Signs of Triviality

Opinions, mostly my own, on the importance of being and other things.
[homepage] [index] [jschauma@netmeister.org] [@jschauma] [RSS]

Twitter Stats

Updated 2012-06-11: timestamps are UTC, not Pacific

I spend a silly amount of time on Twitter. I also happen to archive my tweets, which isn't as braindead as you might initially think.
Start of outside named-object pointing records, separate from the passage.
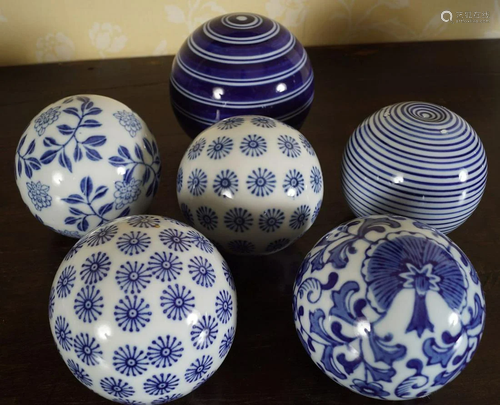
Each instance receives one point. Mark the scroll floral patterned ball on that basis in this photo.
(250, 183)
(86, 160)
(388, 307)
(143, 310)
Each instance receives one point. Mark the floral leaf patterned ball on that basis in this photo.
(388, 307)
(84, 161)
(143, 310)
(251, 184)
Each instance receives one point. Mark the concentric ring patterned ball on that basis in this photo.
(388, 307)
(239, 64)
(143, 310)
(86, 160)
(415, 159)
(250, 183)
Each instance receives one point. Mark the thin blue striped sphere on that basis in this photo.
(415, 159)
(240, 64)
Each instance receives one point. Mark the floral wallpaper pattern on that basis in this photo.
(51, 31)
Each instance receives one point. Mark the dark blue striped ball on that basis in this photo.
(418, 160)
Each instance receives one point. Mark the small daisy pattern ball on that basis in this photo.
(143, 310)
(84, 161)
(388, 307)
(250, 183)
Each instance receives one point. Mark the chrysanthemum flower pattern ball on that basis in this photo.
(250, 183)
(388, 307)
(143, 310)
(239, 64)
(86, 160)
(415, 159)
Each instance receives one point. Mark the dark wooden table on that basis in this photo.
(267, 364)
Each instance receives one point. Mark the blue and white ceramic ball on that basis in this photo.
(415, 159)
(86, 160)
(250, 183)
(143, 310)
(240, 64)
(388, 307)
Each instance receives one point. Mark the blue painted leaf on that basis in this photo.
(48, 156)
(90, 124)
(74, 199)
(95, 140)
(65, 129)
(123, 151)
(92, 154)
(105, 209)
(86, 186)
(100, 192)
(48, 142)
(72, 111)
(70, 220)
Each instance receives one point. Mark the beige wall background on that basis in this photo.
(40, 31)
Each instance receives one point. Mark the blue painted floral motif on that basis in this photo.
(300, 217)
(66, 282)
(101, 236)
(177, 302)
(238, 219)
(164, 266)
(220, 148)
(88, 304)
(293, 183)
(263, 122)
(133, 243)
(224, 306)
(253, 145)
(204, 332)
(201, 271)
(117, 387)
(46, 118)
(289, 146)
(230, 123)
(164, 352)
(226, 342)
(196, 148)
(95, 268)
(132, 314)
(261, 182)
(271, 220)
(130, 361)
(87, 349)
(161, 384)
(129, 121)
(197, 182)
(241, 246)
(316, 180)
(133, 278)
(198, 368)
(226, 184)
(63, 333)
(79, 373)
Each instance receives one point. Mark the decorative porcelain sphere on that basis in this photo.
(388, 307)
(86, 160)
(415, 159)
(250, 183)
(239, 64)
(143, 310)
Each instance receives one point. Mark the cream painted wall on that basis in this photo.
(39, 31)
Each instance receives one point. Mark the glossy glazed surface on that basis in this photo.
(388, 307)
(143, 309)
(239, 64)
(415, 159)
(86, 160)
(250, 183)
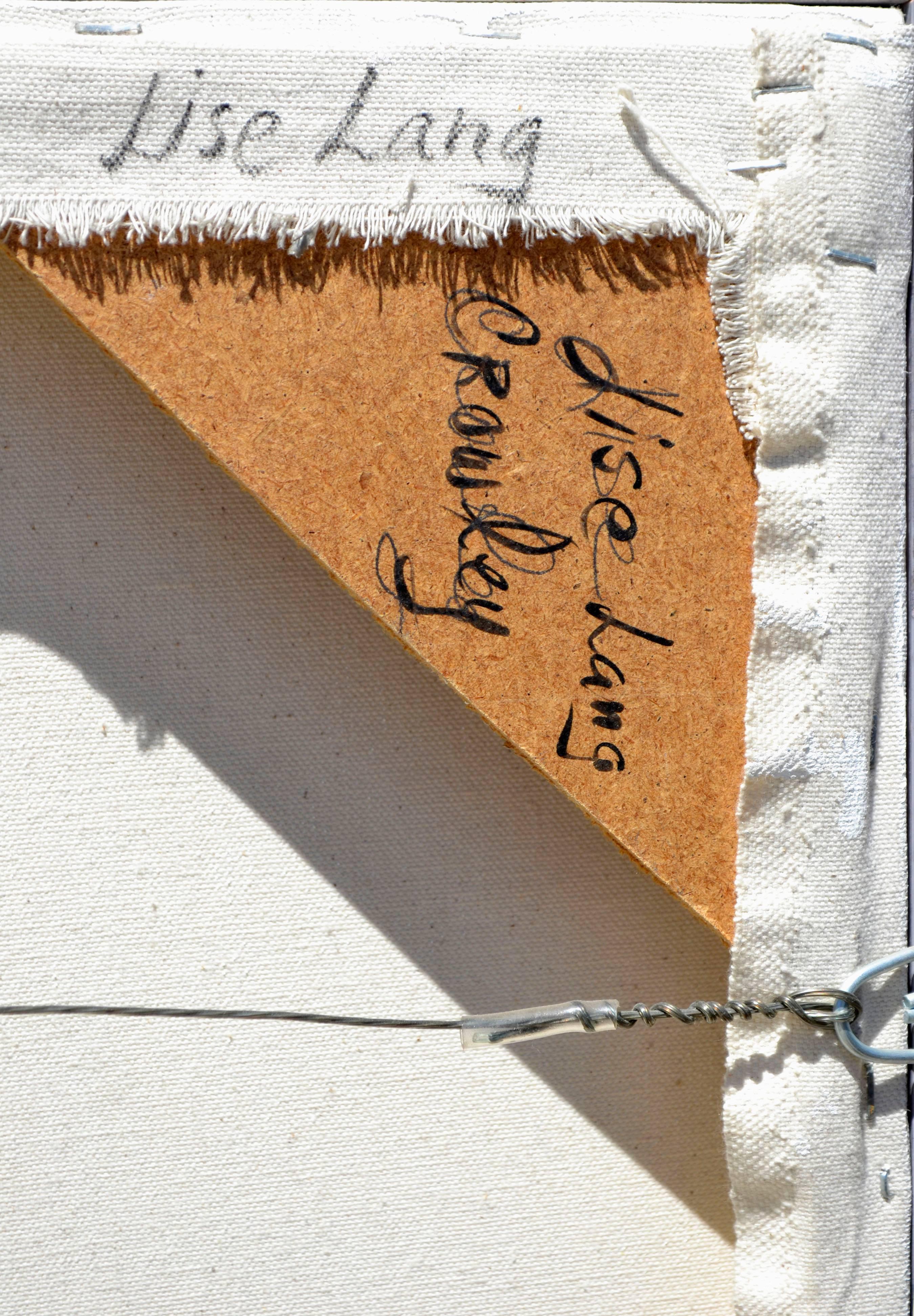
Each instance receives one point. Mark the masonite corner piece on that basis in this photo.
(522, 461)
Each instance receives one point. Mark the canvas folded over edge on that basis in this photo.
(464, 122)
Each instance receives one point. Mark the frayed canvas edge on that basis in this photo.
(723, 239)
(729, 270)
(74, 222)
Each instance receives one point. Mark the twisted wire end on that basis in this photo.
(820, 1009)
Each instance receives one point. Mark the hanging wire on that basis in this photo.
(820, 1009)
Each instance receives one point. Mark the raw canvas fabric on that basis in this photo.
(460, 123)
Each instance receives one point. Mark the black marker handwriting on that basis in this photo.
(339, 140)
(128, 145)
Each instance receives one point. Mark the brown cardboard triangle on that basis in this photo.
(523, 462)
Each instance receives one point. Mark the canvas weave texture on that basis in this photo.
(464, 122)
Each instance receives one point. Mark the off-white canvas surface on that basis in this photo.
(222, 784)
(342, 116)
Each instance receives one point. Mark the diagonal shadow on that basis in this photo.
(198, 619)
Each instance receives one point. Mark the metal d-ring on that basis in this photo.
(846, 1035)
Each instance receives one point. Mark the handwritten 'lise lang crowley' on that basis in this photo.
(493, 543)
(253, 141)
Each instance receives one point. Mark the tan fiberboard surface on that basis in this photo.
(573, 464)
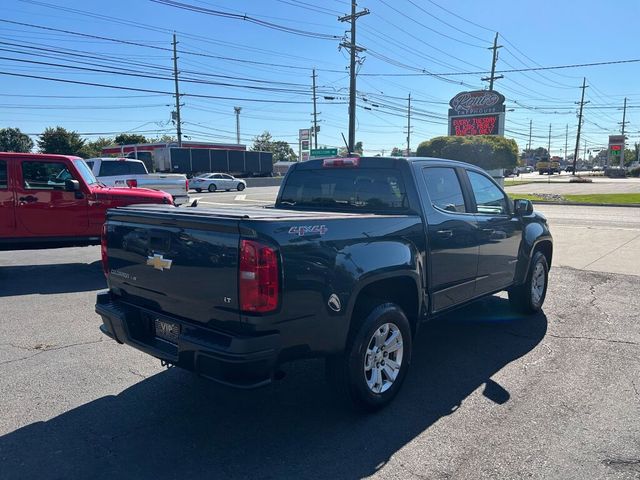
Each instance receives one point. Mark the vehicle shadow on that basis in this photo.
(175, 425)
(51, 279)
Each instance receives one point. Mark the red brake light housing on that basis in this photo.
(259, 279)
(351, 162)
(103, 250)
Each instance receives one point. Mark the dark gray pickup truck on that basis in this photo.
(355, 255)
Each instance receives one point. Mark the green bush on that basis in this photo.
(486, 151)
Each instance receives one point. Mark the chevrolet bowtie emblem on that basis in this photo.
(159, 262)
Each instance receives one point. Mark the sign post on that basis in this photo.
(303, 143)
(616, 150)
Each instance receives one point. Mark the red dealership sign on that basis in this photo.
(480, 112)
(480, 125)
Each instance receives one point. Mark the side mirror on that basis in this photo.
(71, 185)
(523, 207)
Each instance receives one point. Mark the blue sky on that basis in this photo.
(401, 36)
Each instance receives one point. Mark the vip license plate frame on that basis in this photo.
(166, 330)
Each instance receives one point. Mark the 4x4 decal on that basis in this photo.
(303, 230)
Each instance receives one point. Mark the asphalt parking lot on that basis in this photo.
(489, 394)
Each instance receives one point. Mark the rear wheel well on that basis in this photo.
(546, 248)
(399, 290)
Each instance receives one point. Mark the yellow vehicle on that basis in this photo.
(546, 166)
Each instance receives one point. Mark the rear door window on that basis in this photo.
(44, 175)
(4, 180)
(443, 187)
(490, 200)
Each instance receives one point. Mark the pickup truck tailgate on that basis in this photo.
(164, 261)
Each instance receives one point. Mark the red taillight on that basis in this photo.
(259, 282)
(350, 162)
(103, 251)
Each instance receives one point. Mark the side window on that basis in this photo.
(113, 168)
(44, 175)
(4, 181)
(489, 197)
(444, 189)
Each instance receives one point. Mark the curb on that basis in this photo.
(580, 204)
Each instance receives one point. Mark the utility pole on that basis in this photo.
(582, 102)
(493, 63)
(353, 50)
(409, 127)
(237, 110)
(315, 114)
(624, 123)
(175, 78)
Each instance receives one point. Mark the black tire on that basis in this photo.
(347, 372)
(523, 298)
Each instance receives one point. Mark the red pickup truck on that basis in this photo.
(55, 201)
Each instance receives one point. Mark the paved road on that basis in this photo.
(489, 395)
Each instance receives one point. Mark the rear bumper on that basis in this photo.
(238, 361)
(180, 199)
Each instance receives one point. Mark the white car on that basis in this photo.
(217, 181)
(127, 172)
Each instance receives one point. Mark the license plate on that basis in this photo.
(167, 330)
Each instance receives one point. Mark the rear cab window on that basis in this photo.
(345, 189)
(4, 179)
(444, 189)
(115, 168)
(44, 175)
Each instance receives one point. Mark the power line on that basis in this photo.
(555, 67)
(134, 89)
(165, 49)
(247, 18)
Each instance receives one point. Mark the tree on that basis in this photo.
(13, 140)
(130, 138)
(60, 140)
(94, 148)
(486, 151)
(282, 151)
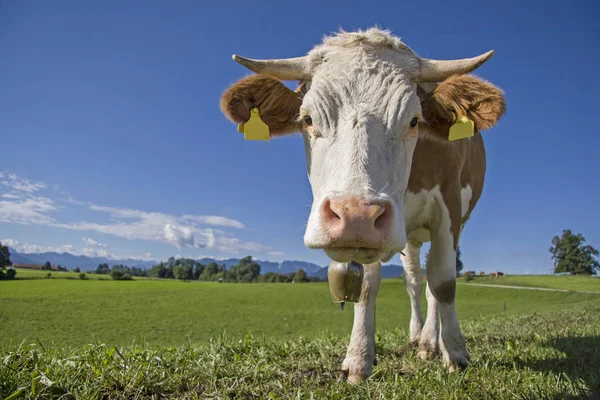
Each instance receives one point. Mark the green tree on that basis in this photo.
(459, 264)
(198, 269)
(300, 276)
(116, 275)
(4, 257)
(571, 254)
(158, 271)
(183, 272)
(103, 269)
(209, 272)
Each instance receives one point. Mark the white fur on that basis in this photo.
(361, 350)
(361, 98)
(441, 268)
(413, 281)
(466, 194)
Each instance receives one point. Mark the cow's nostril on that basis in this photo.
(383, 220)
(328, 213)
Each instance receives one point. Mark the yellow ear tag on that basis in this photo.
(463, 128)
(254, 128)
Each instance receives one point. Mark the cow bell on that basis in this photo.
(345, 282)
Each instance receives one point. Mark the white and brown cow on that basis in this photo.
(385, 178)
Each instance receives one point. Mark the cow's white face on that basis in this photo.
(360, 121)
(359, 114)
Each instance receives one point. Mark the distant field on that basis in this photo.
(567, 282)
(167, 313)
(39, 274)
(551, 351)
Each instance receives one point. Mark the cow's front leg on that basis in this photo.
(412, 279)
(360, 356)
(441, 280)
(428, 343)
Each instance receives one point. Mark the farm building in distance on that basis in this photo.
(35, 266)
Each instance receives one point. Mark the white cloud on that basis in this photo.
(26, 206)
(32, 210)
(34, 248)
(20, 184)
(67, 248)
(213, 220)
(92, 242)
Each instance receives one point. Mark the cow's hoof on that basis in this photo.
(428, 350)
(456, 360)
(357, 369)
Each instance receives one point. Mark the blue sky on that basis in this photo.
(113, 142)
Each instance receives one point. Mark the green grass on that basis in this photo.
(539, 355)
(169, 313)
(575, 282)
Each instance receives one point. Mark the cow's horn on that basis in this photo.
(438, 70)
(285, 69)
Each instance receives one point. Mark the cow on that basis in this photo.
(385, 178)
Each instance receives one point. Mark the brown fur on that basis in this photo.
(277, 105)
(481, 101)
(454, 165)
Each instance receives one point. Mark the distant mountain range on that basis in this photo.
(90, 263)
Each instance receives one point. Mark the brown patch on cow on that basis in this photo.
(468, 95)
(454, 165)
(277, 104)
(446, 292)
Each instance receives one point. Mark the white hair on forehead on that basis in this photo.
(365, 49)
(373, 37)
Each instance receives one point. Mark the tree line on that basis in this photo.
(187, 269)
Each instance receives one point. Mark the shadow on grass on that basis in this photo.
(581, 362)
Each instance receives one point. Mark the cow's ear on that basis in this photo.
(468, 95)
(277, 105)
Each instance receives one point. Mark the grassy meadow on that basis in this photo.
(169, 313)
(564, 282)
(154, 339)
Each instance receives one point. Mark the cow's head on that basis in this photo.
(364, 99)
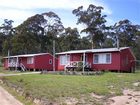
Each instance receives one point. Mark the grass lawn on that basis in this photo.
(2, 70)
(53, 87)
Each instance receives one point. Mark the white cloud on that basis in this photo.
(19, 10)
(52, 4)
I've come to realize that being able to grep(1) through my tweets is rather useful as I frequently find myself looking for information that I've shared in this way.

Since Twitter only allows you to retrieve the last 3200 messages, I found it useful to fetch all my messages on a nightly basis and store them locally using my twistory tool:

#!/bin/sh
FILE=${HOME}/.twitter/history
LAST=$(tail -1 ${FILE} | cut -f1 -d' ')
twistory -l -a ${LAST} -u jschauma | sort -n >> ${FILE}

With this, I now have my last 4305 messages on file (missing about 1.1K messages, since I did not realize the Twitter 3.2K limit until it was too late). And once you have such data on file, what do you naturally do? You start to ask yourself stupid questions. Like "What's my tweeting frequency?". Since twistory(1) stores the date of the tweets, we can easily answer that with a few simple commands.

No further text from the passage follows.